I cut school in 8th grade to go to Earth Day. I asked the School Authorities if I could be excused to go to Earth Day, but they said No. So I cut school and went. It was the first time I ever cut school.
This was in Philly and Philly had one of the biggest Earth Day gatherings. I remember there were a whole lot of people and I was near the back. Ralph Nader spoke among many others. I know I got a program because I still have it. No thanks to me; my Mom put it in a plastic bag and kept it.
This was 1970 and there was a LOT of energy among the kids I hung out with. Not just the kids I hung out with, but kids everywhere. It was probably the peak year of all the mixing up that went on in the 60s and 70s. There were antiwar riots all across the country. Kent State happened. Richard Nixon was insisting on Peace With Honor in Vietnam and sent troops into Cambodia, and there were more riots. Nixon unleashed Spiro Agnew to stir up the “Silent Majority” against the kids in the streets. But the kids in the streets were the children of the Silent Majority, so what he stirred up was fear and distrust across dinner tables. But somehow at the same time Richard Nixon was creating EPA and signing giant pieces of environmental legislation: Clean Air, Clean Water, Endangered Species.
There was a lot of ferment. The thing about us kids of the 60s and 70s was that we were different, and we were going to make things different. And we have. We’re in charge now. We’re in our fifties and sixties. We are the people with power, the bosses, the people running the government and big companies. We have made things different.
We have made them worse.
We are squeezing out of existence America’s greatest achievement, a society built on a large and secure middle class. We are implementing policies that make the richest among us even richer, while the middle class shrinks and slides backwards.
We are spending trillions of dollars on “Defense” in ways that make Vietnam look cheap and smart in comparison. Lyndon Johnson and Richard Nixon could at least argue that Vietnam was part of a global power play. But Iraq? Afghanistan? Given the keys to the Pentagon, my generation is wasting trillions of dollars, making enemies around the world, and leaving the U.S poorer and less secure.
We are spending money and running up debt at a pace that staggers imagination. Government debt. Personal debt.
We are replacing a credo that greed is something to guard against with one that greed is good – the greediest are the most successful. We have systematically dismantled regulations that have kept personal and corporate greed in check. The winners are the greediest among us; the losers are everyone else.
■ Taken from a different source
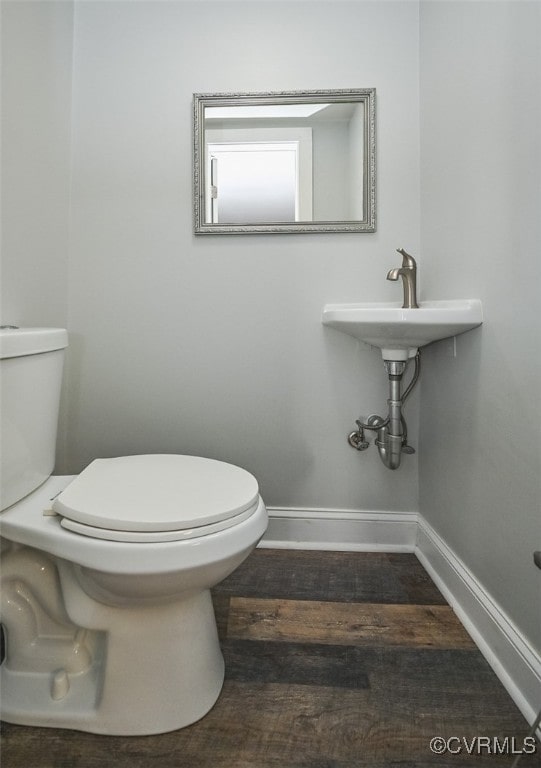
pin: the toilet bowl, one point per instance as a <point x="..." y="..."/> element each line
<point x="106" y="580"/>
We are condoning, often encouraging, often doing it ourselves, the destruction of rain forests, depletion of oil, exhaustion of resources, extinction of species. We are implementing policies that promote the consumption of Earth’s resources as if they are ours and no one else’s, now and forever, and will never run out.
We are denying that humans can have and are having an impact on the global environment and climate, even as the evidence presses in on us from all directions. We are dithering while the Earth is heating up.
In 1970, I and the kids I hung out with and the kids at Earth Day and the kids marching against Vietnam were pretty sure we knew who was the enemy. It wasn’t the Vietnamese. It was boring, greedy, self-absorbed, complacent middle-aged people who could justify any wrong, as long as it didn’t interfere with their comfort and self-indulgence. We were right. That was an enemy worth fighting.
What we didn’t know was who we’d become. Forty years on, the enemy is us.